在上面的步骤3中,我们诊断出硬件问题并更换了RAID控制器,电缆和背板。重启后,我们通过指示控制器查询驱动器的配置来重新初始化RAID。两者都退化了,两者都成功修复了。
At step 4, it was not necessary to reinstall ESX; although, at bootup, it did not want to register the VMs. We had to dig up some buried management stuff to instruct the kernel to resignature the VMs. (Search VM docs for "resignature.")
在步骤4,没有必要重新安装ESX;虽然,在启动时,它不想注册VM。我们不得不挖掘一些隐藏的管理内容来指示内核重新签名VM。 (在VM文档中搜索“resignature”。)
I believe that our fallback plan would have worked, the VMware Converter images of the VMs that were running "orphaned" were tested and ran fine with no data loss. I highly recommend performing a VMware Converter imaging of any VM that gets into this state, after shutting down as many services as possible and getting the VM into as read-only a state as possible. Loading a vmdk either elsewhere or on the original host as a repair is usually going to be WAY faster than rebuilding a server from the ground up with backups.
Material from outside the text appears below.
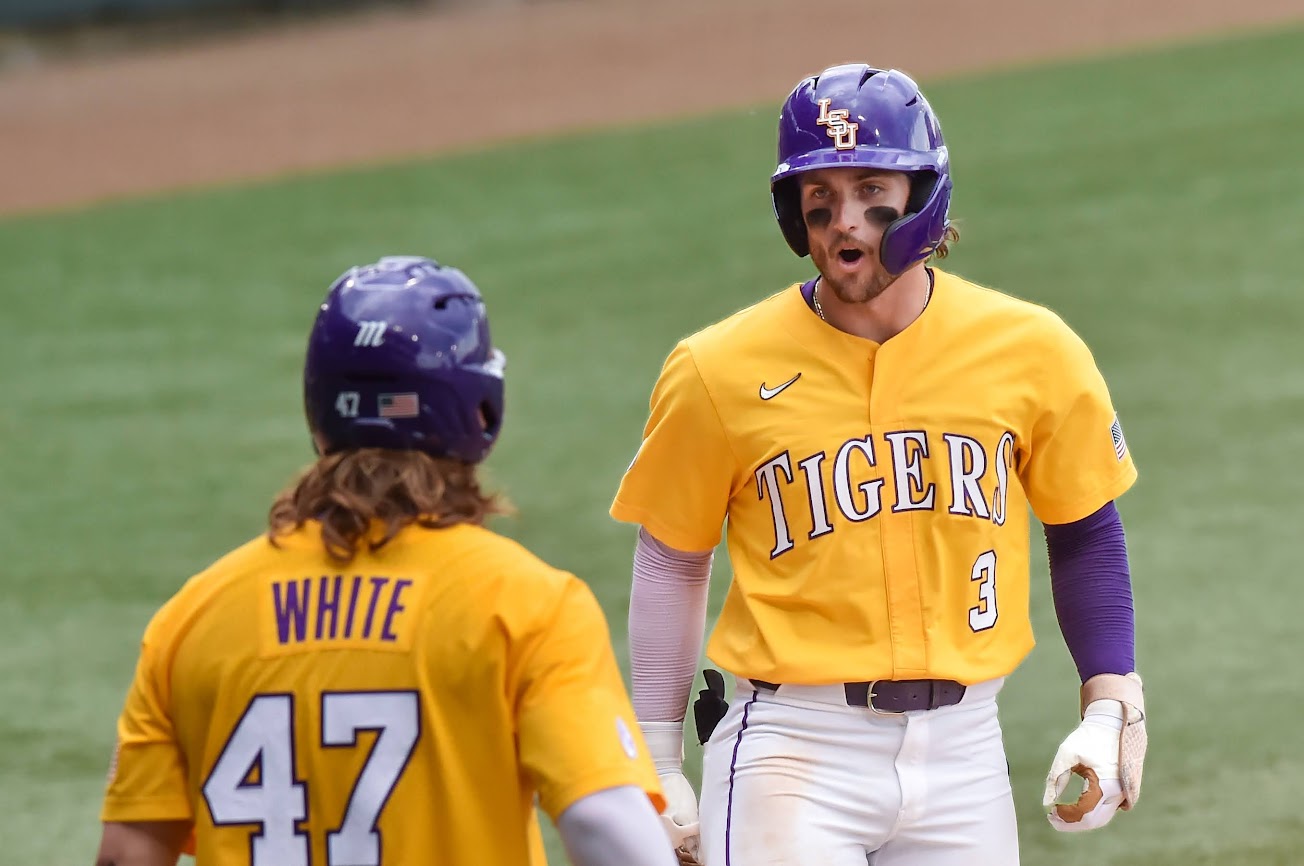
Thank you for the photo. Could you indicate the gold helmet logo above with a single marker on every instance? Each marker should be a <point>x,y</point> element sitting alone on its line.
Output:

我相信我们的后备计划会起作用,运行“孤立”的虚拟机的VMware转换器映像已经过测试并运行正常,没有数据丢失。我强烈建议在关闭尽可能多的服务并使VM尽可能处于只读状态后,对进入此状态的任何VM执行VMware Converter映像。将vmdk加载到其他地方或原始主机上作为修复通常比通过备份从头开始重建服务器更快。
#1
1
It was the backplane. Both drives of the RAID1 and one drive of the RAID5 were inaccessible. Incredibly, the VMware hypervisor continued to run for three days from memory with no access to its host disk, keeping the VMs it managed alive.
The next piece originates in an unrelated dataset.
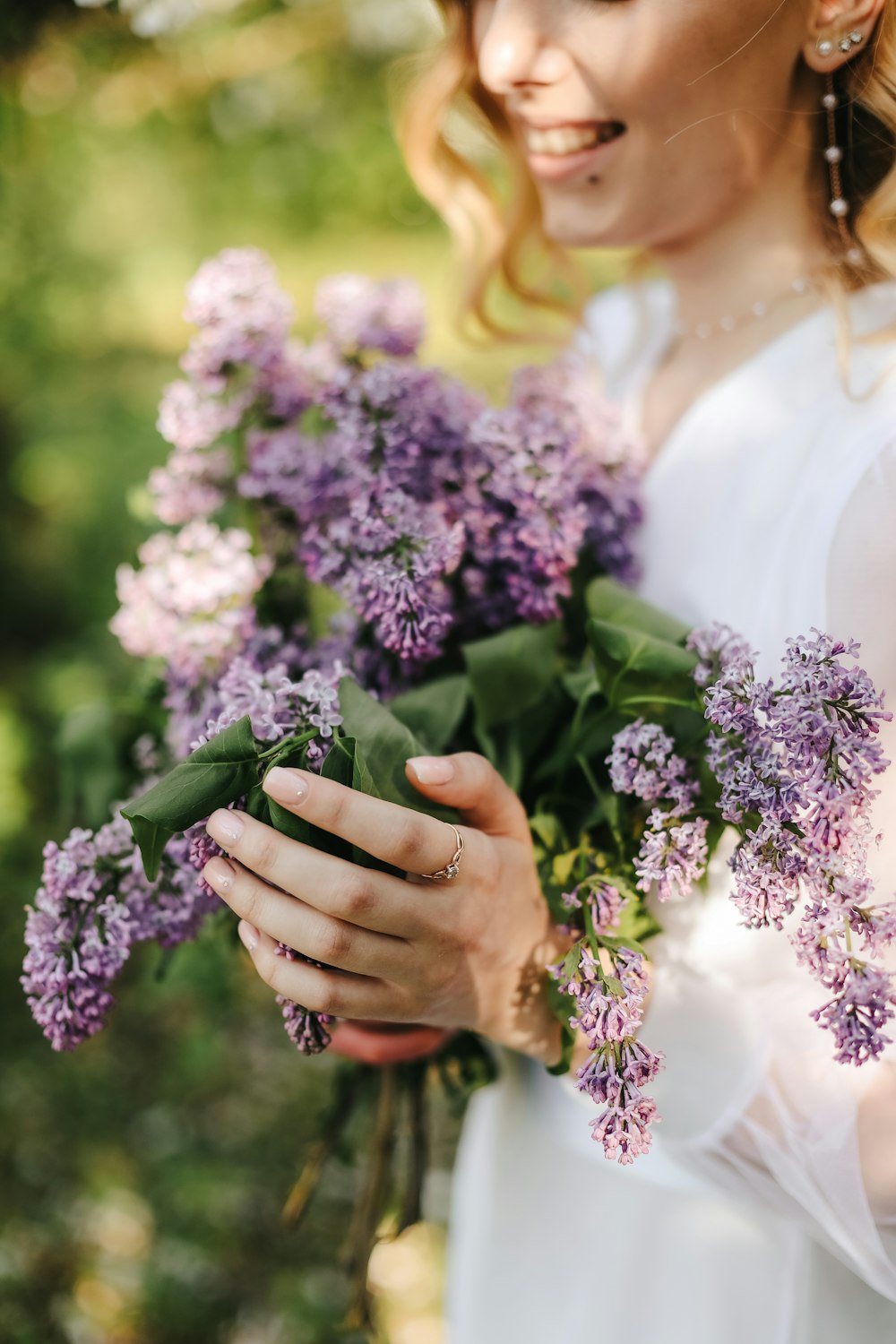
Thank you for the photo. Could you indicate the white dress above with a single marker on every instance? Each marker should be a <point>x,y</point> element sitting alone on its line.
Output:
<point>771,505</point>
这是背板。 RAID1的两个驱动器和RAID5的一个驱动器都无法访问。令人难以置信的是,VMware虚拟机管理程序继续从内存运行三天而无法访问其主机磁盘,从而使其管理的虚拟机保持活动状态。
At step 3 above we diagnosed the hardware problem and replaced the RAID controller, cables, and backplane. After restart, we re-initialized the RAID by instructing the controller to query the drives for their configurations. Both were degraded and both were repaired successfully.
在上面的步骤3中,我们诊断出硬件问题并更换了RAID控制器,电缆和背板。重启后,我们通过指示控制器查询驱动器的配置来重新初始化RAID。两者都退化了,两者都成功修复了。
At step 4, it was not necessary to reinstall ESX; although, at bootup, it did not want to register the VMs. We had to dig up some buried management stuff to instruct the kernel to resignature the VMs. (Search VM docs for "resignature.")
在步骤4,没有必要重新安装ESX;虽然,在启动时,它不想注册VM。我们不得不挖掘一些隐藏的管理内容来指示内核重新签名VM。 (在VM文档中搜索“resignature”。)
I believe that our fallback plan would have worked, the VMware Converter images of the VMs that were running "orphaned" were tested and ran fine with no data loss. I highly recommend performing a VMware Converter imaging of any VM that gets into this state, after shutting down as many services as possible and getting the VM into as read-only a state as possible. Loading a vmdk either elsewhere or on the original host as a repair is usually going to be WAY faster than rebuilding a server from the ground up with backups.
我相信我们的后备计划会起作用,运行“孤立”的虚拟机的VMware转换器映像已经过测试并运行正常,没有数据丢失。我强烈建议在关闭尽可能多的服务并使VM尽可能处于只读状态后,对进入此状态的任何VM执行VMware Converter映像。将vmdk加载到其他地方或原始主机上作为修复通常比通过备份从头开始重建服务器更快。